Canadian Solar back into profit

Canadian Solar‘s latest figures paint a positive picture for the Chinese company with shipments and revenues on the rise but the trumpeted change in focus to the higher-margin ‘total solutions‘ downstream business seems to have lost its way in the final quarter of an otherwise successful 2013.

Net revenue from the plant development business fell from 41.1% of Canadian Solar’s total net revenue in the July-to-September period, to 23.4% in the final three months of last year, according to figures released by the company today.

CEO Shawn Qu rightly lauds the company’s return to profitability in 2013 and pointed to a global rationalization of module manufacturing capacity, stabilizing selling prices and robust demand as the reasons behind a resurgence in the traditional manufacturing side of Canadian Solar’s business but his prediction the downstream segment of the company is expected to account for half of this year’s net revenue hints at internal dissatisfaction with the retreat by total solutions, from October to December.

With module shipments rising from 478 MW to 621 MW on a quarterly basis, and net revenues up 5.8% quarter-on-quarter – and 76.2% compared to the final quarter of a torrid 2012 – to US$519.5 million for the three months, it is at least a pleasant problem for the board to wrestle with.

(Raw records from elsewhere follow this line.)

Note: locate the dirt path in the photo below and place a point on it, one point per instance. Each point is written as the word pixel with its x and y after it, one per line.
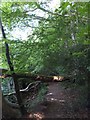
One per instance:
pixel 60 103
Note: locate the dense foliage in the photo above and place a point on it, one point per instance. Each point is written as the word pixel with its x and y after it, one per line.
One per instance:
pixel 57 43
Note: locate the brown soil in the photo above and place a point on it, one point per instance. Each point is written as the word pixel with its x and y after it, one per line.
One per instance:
pixel 59 103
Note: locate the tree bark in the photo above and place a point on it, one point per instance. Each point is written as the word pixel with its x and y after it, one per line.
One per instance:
pixel 8 111
pixel 19 99
pixel 41 78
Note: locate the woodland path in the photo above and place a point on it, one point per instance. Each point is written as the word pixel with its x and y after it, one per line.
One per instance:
pixel 59 103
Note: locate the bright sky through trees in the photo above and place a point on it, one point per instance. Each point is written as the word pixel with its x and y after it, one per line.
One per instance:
pixel 22 34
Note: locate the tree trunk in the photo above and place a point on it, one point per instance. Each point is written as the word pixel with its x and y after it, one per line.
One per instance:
pixel 8 111
pixel 19 99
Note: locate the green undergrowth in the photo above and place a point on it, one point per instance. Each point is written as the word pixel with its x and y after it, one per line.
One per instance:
pixel 39 98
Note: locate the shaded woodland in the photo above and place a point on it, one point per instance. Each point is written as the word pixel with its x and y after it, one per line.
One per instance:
pixel 50 56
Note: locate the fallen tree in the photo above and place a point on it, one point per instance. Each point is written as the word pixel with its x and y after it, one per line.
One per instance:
pixel 41 78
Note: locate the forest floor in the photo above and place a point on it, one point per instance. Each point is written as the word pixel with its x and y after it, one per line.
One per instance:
pixel 59 103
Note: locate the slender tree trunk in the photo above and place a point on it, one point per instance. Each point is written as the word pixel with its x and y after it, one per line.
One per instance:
pixel 19 99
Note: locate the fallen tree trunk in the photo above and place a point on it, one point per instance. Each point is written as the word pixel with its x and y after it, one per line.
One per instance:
pixel 29 88
pixel 41 78
pixel 8 109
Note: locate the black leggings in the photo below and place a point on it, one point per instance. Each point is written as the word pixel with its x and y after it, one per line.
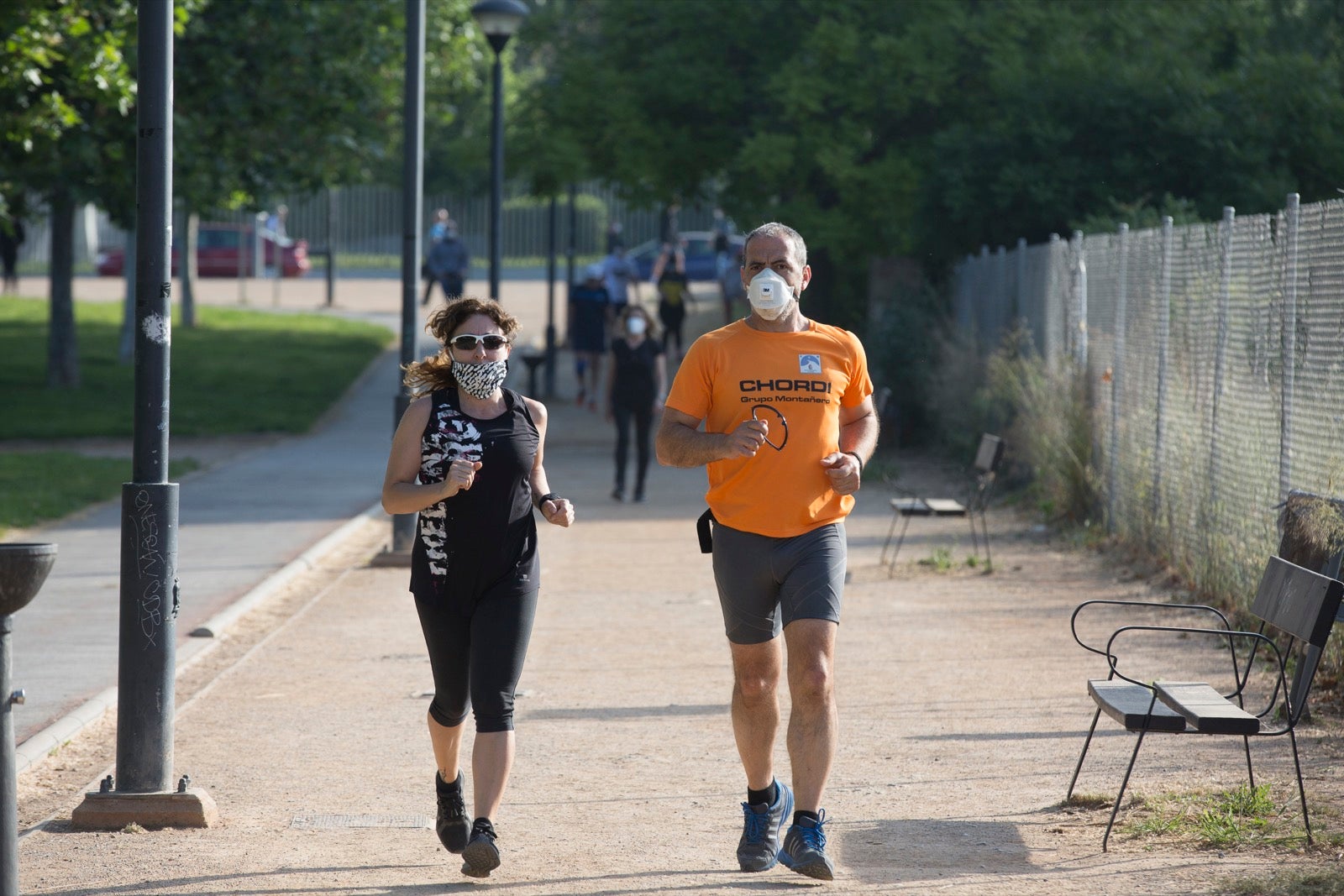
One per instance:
pixel 643 426
pixel 476 652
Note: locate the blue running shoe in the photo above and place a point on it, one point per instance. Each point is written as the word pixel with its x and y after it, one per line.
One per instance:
pixel 806 849
pixel 759 846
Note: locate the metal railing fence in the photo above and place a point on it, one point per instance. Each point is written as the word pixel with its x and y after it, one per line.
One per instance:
pixel 365 223
pixel 1214 364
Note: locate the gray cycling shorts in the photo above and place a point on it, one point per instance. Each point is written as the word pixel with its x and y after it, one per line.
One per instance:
pixel 766 584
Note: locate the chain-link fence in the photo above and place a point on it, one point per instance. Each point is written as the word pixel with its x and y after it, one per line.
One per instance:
pixel 1214 364
pixel 365 224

The geographical breakdown of module shipments and project pipelines also paints an interesting picture with the seasonal nature of the Chinese solar market illustrated by a rise from less than 1% of Canadian Solar’s Q3 revenues to a thumping 42.9% in the final three months as Qu highlighted the attraction of the company’s huge domestic market and improving payment terms and pricing.

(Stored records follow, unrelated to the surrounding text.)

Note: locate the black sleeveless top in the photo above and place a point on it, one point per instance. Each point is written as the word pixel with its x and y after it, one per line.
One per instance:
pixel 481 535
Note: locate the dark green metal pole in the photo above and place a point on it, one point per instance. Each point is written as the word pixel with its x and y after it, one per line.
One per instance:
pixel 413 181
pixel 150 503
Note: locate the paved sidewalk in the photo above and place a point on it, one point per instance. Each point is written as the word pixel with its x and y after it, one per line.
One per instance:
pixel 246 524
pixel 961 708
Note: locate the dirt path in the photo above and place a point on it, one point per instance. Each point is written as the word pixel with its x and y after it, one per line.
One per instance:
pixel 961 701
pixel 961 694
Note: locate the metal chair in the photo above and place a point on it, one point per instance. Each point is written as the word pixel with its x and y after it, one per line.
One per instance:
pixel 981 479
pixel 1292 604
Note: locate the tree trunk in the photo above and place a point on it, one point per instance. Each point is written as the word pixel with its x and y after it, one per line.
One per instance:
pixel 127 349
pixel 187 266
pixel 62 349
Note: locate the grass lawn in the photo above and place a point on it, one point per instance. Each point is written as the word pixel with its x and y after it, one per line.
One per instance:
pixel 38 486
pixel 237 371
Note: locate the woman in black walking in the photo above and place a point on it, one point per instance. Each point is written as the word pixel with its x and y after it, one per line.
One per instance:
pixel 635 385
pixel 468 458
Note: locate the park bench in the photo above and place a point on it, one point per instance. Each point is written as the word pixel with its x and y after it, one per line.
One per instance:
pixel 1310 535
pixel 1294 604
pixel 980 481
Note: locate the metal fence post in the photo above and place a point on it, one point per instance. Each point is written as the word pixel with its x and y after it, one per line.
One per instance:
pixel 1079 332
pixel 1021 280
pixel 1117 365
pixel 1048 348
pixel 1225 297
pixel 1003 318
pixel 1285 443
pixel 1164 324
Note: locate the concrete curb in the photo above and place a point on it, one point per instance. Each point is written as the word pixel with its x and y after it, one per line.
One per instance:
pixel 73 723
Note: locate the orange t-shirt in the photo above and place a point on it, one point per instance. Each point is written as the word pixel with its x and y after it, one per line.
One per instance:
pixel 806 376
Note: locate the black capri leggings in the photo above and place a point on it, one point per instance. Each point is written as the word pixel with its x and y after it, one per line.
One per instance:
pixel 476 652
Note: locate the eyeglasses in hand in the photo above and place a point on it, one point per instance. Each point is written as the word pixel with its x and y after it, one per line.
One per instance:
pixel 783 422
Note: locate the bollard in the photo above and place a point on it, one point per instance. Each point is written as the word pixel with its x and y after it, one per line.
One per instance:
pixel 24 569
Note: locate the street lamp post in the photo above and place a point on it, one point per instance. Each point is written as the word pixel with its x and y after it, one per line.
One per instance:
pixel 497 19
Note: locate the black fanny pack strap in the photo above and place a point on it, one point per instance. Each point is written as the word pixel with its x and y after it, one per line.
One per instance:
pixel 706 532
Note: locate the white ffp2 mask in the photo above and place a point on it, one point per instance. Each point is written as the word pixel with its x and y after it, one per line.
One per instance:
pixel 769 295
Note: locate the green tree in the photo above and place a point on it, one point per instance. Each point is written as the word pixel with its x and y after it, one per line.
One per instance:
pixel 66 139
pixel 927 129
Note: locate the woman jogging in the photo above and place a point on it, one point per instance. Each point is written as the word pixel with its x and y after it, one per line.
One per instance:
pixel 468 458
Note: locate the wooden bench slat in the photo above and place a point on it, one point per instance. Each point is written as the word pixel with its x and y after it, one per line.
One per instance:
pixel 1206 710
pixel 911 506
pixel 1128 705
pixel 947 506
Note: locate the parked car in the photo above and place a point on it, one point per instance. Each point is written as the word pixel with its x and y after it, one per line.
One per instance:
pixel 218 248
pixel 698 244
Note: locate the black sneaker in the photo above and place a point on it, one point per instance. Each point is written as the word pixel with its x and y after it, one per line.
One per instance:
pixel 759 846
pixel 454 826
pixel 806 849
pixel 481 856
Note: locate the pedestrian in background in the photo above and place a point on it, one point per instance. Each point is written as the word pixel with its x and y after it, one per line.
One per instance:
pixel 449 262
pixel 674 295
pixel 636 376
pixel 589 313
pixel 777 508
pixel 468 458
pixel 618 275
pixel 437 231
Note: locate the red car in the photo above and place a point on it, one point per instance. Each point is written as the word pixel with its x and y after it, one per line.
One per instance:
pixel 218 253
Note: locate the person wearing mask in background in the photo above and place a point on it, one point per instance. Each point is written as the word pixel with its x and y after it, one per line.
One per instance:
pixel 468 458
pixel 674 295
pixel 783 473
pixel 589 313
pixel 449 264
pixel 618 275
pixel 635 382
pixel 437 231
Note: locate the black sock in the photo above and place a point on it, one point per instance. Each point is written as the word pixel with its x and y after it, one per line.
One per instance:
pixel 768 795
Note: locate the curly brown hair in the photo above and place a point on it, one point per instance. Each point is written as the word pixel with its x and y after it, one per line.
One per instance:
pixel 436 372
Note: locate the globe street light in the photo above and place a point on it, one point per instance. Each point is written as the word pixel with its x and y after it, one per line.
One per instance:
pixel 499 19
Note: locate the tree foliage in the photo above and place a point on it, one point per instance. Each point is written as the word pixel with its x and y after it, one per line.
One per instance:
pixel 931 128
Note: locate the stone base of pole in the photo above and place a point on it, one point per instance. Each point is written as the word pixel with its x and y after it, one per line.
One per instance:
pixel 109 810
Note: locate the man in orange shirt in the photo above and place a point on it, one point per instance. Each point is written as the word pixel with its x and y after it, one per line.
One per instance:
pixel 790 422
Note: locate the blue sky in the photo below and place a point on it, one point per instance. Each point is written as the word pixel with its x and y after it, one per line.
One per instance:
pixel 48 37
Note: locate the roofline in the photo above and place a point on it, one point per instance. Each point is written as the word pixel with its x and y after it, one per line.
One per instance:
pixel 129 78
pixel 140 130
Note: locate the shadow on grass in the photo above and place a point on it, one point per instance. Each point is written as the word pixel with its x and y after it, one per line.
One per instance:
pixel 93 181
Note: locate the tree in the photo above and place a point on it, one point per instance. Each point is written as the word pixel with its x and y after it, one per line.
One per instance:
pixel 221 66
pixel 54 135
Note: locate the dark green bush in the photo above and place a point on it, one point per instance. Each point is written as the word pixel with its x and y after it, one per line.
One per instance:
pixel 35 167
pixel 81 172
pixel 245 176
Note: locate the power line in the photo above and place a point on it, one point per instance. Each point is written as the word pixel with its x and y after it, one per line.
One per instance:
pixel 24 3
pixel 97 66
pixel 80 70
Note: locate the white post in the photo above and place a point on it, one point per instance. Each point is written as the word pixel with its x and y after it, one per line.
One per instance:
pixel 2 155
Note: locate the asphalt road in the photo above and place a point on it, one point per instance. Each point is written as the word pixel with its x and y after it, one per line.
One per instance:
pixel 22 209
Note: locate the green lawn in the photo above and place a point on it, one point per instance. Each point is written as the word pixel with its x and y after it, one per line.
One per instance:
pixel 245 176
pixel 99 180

Qu also highlighted the company’s focus on ‘high-visibility’ late stage projects with a pipeline of 290 MW in its home market as well as 477 MW in Canada, 329 MW in Japan and 164 MW in the U.S.

Japanese shipments fall

Japanese shipment figures, however, are one of few black marks in the figures, with just 17.9% of the company’s modules shipped to Japan, compared to 29.5% in the previous quarter.

And while a rise in the percentage of revenue garnered from the ‘Asia and other’ segment, to 62.4% in Q4, and a fall in the moribund European market (to 5.5%) are encouraging, a fall in the portion of revenue raised in the Americas – from 46.9% in Q3 to 32.1% – is disappointing, particularly with the clock ticking on the U.S. market now president Barack Obama has announced the eventual withdrawal of the solar investment tax credit (ITC).

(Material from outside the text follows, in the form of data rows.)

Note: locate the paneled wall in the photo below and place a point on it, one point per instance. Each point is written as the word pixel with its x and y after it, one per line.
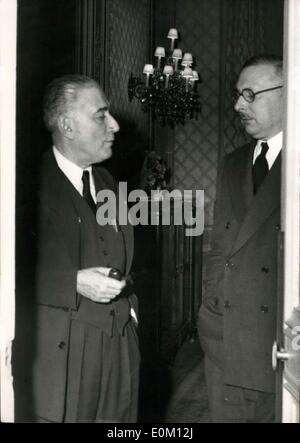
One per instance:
pixel 221 34
pixel 128 41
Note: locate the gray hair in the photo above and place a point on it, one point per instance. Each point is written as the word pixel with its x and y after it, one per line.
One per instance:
pixel 60 94
pixel 266 59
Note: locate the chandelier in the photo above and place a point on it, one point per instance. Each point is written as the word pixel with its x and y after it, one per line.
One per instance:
pixel 168 90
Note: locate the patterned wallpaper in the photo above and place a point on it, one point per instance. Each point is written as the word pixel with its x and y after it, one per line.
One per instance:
pixel 196 143
pixel 244 24
pixel 129 31
pixel 221 35
pixel 128 50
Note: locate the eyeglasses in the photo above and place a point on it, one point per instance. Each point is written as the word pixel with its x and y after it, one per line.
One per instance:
pixel 248 94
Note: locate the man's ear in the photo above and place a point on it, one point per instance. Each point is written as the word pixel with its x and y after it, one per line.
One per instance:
pixel 66 126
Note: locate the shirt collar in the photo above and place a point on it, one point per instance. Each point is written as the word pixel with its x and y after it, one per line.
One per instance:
pixel 72 171
pixel 275 146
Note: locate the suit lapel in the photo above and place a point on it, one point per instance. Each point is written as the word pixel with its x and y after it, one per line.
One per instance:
pixel 262 205
pixel 240 181
pixel 103 180
pixel 56 200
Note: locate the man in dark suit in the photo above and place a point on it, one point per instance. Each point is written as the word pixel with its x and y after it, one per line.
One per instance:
pixel 86 357
pixel 237 321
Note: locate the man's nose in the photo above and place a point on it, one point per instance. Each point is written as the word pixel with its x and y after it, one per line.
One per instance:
pixel 240 104
pixel 112 123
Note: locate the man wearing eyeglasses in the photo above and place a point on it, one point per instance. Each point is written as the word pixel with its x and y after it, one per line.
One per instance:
pixel 237 321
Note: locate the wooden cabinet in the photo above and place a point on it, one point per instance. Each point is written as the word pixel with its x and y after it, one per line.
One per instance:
pixel 167 270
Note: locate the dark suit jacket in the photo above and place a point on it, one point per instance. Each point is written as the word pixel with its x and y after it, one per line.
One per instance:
pixel 237 322
pixel 56 299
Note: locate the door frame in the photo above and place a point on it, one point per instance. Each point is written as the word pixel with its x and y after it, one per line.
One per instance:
pixel 8 46
pixel 291 213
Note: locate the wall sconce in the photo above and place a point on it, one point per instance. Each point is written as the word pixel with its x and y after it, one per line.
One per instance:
pixel 168 90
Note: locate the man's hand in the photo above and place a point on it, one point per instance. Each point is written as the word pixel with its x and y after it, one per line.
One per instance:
pixel 94 283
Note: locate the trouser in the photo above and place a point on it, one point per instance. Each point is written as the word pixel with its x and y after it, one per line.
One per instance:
pixel 233 404
pixel 103 376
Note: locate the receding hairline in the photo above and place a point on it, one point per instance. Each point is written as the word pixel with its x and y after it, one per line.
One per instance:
pixel 62 93
pixel 271 60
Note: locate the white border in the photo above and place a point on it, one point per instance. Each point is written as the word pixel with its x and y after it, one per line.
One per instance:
pixel 8 37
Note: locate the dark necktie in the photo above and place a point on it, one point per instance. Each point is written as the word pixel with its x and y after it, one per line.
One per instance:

The figures acknowledge the ongoing contract dispute with troubled wafer supplier LDK Solar may affect the final figures, if a decision is reached any time soon by the Suzhou Intermediate Court, and mention a $3.7 million write-down suffered by the company on its mono crystalline ingot furnaces but with module shipments of 1.89 GW last year up from 1.54 GW in 2012, and net revenue up from $1.3 billion to $1.65 billion, Qu is predicting more good news ahead.

The company is predicting 2014 module shipments of 2.5-2.7 GW and net revenue of $2.7-2.9 billion with 470-490 MW of modules and $415-430 million of revenue by the end of this month despite the impact of heavy snow on some Canadian projects and the recent cell plant factory fire in Suzhou.

The company expects China, Japan, Canada, the U.S. and India to continue to be healthy markets this year with further opportunities in South Africa, the Middle East and South America.